I have a number of "objects" which is a table in TTS that contains various data for those objects. For example.. obj.position = {x,y,z}... and can be accessed at the axis level as well.
obj.position = {5,10,15} -- x,y,z
obj.position.x == 5
This is an example. The makers of TTS have made it so you can access all the parts like that. So I can acess the object.. and then its various parts. There is a heap, like name, mesh, difuse and a ton more. roations{x,y,z} etc etc
Anyway. I have a table of objects... and would like to order those objects based on the positional data of the x axis.. so highest to lowest. So if I have a table and obj1 in that table is x=3 and obj2 is x=1 and obj3 = x=2 it would be sorted as obj2,obj3,obj1
Pseudo code:
tableOfObjects = {obj1,obj2,obj3}
--[[
tableOfObjectsp[1] == obj1
tableOfObjectsp[2] == obj2
tableOfObjectsp[3] == obj3
tableOfObjectsp[1].position.x == 3
tableOfObjectsp[2].position.x == 1
tableOfObjectsp[4].position.x == 2
--]]
---After Sort it would look this list
tableOfObjects = {obj1,obj3,obj2}
--[[
tableOfObjectsp[1] == obj1
tableOfObjectsp[2] == obj3
tableOfObjectsp[3] == obj2
tableOfObjectsp[1].position.x == 3
tableOfObjectsp[2].position.x == 2
tableOfObjectsp[3].position.x == 1
--]]
I hope I am making sense. I am self taught in the last few months!

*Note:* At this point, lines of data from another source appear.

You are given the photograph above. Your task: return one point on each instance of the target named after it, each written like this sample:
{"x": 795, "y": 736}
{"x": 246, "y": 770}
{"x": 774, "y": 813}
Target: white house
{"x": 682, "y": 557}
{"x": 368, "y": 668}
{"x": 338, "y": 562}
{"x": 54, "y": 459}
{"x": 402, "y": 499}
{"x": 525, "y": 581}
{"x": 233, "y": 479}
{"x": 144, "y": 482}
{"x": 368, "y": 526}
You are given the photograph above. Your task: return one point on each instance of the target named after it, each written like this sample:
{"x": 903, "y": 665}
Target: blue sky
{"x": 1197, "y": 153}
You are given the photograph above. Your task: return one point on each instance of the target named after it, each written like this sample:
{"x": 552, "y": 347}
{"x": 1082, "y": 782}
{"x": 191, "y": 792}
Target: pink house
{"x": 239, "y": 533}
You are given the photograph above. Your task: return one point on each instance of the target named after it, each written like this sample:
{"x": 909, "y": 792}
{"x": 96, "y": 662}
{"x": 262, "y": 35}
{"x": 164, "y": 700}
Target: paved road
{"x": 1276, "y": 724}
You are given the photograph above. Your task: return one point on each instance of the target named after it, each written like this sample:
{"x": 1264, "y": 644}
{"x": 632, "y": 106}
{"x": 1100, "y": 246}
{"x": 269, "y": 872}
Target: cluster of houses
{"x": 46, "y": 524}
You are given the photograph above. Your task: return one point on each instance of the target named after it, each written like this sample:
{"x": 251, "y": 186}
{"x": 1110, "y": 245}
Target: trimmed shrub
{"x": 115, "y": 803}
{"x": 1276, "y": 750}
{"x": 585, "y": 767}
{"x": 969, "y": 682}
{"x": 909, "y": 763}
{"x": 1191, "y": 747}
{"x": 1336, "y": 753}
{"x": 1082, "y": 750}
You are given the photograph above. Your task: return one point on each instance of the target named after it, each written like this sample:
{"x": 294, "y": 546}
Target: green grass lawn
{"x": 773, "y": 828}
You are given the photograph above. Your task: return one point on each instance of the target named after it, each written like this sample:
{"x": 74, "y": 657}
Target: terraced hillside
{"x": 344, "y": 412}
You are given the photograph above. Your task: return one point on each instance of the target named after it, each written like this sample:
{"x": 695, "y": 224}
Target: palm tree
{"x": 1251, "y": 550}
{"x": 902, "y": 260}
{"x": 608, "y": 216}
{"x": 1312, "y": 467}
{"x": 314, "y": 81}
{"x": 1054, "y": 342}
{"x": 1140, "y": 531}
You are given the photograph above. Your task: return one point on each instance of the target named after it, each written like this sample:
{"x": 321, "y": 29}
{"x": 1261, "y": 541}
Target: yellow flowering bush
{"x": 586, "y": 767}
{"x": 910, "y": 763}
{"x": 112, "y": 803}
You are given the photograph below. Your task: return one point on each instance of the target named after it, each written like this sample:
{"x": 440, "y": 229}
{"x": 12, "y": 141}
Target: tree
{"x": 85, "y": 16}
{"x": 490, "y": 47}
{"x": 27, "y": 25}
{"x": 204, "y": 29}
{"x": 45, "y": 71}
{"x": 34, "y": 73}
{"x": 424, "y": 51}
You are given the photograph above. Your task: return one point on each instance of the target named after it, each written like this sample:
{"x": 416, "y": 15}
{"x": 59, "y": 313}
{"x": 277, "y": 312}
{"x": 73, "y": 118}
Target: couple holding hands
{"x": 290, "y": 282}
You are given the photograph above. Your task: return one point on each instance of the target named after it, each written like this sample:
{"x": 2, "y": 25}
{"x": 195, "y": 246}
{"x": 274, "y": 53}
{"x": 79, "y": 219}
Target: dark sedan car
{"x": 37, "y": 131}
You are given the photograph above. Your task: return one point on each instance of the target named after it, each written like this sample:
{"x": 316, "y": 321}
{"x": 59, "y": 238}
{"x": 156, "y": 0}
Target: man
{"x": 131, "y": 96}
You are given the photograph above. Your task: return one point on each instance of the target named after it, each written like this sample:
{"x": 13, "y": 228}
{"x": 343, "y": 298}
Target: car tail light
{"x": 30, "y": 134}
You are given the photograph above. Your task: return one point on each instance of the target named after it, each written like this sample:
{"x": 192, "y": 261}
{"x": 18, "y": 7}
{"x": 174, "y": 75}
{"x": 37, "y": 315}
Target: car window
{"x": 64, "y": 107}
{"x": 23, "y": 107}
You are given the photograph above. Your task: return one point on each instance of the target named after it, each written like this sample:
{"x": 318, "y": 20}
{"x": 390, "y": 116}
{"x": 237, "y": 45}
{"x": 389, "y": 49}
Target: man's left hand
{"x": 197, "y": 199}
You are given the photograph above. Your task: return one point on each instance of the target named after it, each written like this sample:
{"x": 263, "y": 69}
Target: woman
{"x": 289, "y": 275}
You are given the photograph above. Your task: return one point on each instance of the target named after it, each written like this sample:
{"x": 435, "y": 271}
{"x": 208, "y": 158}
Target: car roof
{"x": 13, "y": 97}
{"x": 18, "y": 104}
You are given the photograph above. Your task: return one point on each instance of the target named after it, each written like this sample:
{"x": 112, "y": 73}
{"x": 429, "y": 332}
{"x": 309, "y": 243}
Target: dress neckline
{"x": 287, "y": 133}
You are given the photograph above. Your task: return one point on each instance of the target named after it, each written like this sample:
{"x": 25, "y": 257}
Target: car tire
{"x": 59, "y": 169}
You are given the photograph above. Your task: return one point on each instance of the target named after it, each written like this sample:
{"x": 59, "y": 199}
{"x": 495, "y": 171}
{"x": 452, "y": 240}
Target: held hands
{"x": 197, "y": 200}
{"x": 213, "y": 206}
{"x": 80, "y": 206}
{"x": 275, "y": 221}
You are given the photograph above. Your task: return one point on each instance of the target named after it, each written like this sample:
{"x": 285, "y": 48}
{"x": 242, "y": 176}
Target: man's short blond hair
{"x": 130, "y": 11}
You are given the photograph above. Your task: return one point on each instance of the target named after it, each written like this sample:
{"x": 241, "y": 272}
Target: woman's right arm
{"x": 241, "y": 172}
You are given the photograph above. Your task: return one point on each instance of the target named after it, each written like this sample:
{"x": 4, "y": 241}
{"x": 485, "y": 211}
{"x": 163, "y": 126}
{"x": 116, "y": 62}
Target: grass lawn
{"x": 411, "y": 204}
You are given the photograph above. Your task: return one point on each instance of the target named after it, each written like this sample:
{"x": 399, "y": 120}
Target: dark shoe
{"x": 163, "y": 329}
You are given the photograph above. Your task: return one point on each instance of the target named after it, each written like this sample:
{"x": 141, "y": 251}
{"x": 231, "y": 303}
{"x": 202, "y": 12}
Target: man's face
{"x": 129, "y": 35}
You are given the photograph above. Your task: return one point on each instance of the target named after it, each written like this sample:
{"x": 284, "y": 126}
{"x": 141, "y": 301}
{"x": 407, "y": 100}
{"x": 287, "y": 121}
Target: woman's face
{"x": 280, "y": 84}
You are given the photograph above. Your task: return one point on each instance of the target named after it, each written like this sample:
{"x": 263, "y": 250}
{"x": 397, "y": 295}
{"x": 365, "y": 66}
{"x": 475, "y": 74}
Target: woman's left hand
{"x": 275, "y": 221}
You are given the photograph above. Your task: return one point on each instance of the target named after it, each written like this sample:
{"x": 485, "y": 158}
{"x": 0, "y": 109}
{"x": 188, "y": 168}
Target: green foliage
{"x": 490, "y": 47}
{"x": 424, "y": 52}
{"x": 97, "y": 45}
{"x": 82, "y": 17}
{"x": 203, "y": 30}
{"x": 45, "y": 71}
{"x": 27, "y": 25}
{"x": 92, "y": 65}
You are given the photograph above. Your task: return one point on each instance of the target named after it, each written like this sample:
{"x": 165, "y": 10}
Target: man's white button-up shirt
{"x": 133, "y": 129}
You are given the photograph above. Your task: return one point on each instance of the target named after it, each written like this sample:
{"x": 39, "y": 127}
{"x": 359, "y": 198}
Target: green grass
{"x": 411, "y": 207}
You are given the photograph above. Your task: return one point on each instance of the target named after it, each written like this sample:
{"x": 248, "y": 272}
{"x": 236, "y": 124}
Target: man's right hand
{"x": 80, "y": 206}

So basically I have a table of objects and want to sort the objects in that table based on a single value attached to each individual object in the table. In this case the obj.position.x
Thanks!
Upvotes: 2
Views: 262
Reputation: 385
you can create a function that handles this exact thing:
local function fix_table(t)
local x_data = {};
local inds = {};
local rt = {};
for i = 1, #t do
x_data[#x_data + 1] = t[i].position.x;
inds[t[i].position.x] = t[i];
end
local min_index = math.min(table.unpack(x_data));
local max_index = math.max(table.unpack(x_data));
for i = min_index, max_index do
if inds[i] ~= nil then
rt[#rt + 1] = inds[i];
end
end
return rt;
end
local mytable = {obj1, obj2, obj3};
mytable = fix_table(mytable);
fix_table
first takes in every x value inside of the given table, and also places a new index inside the table inds
according to each x value (so that they will be ordered from least to greatest), then it gets the smallest value in the x_data
array table, which is used to traverse the inds
table in order. fix_table checks to make sure that inds[i]
is not equal to nil
before it increases the size of the return table rt
so that every value in rt is ordered from greatest to least, starting at index 1
, and ending at index #rt
, finally rt
is returned.
I hope this helped.
Upvotes: -3
Reputation: 28950
table.sort(tableOfObjects, function(a, b) return a.position.x > b.position.x end)
This line will sort your table tableOfObjects in descending order by the x-coordinate.
To reverse order, replace > by <.
From the Lua reference manual:
table.sort (list [, comp])
Sorts list elements in a given order, in-place, from list[1] to list[#list]. If comp is given, then it must be a function that receives two list elements and returns true when the first element must come before the second in the final order (so that, after the sort, i < j implies not comp(list[j],list[i])). If comp is not given, then the standard Lua operator < is used instead.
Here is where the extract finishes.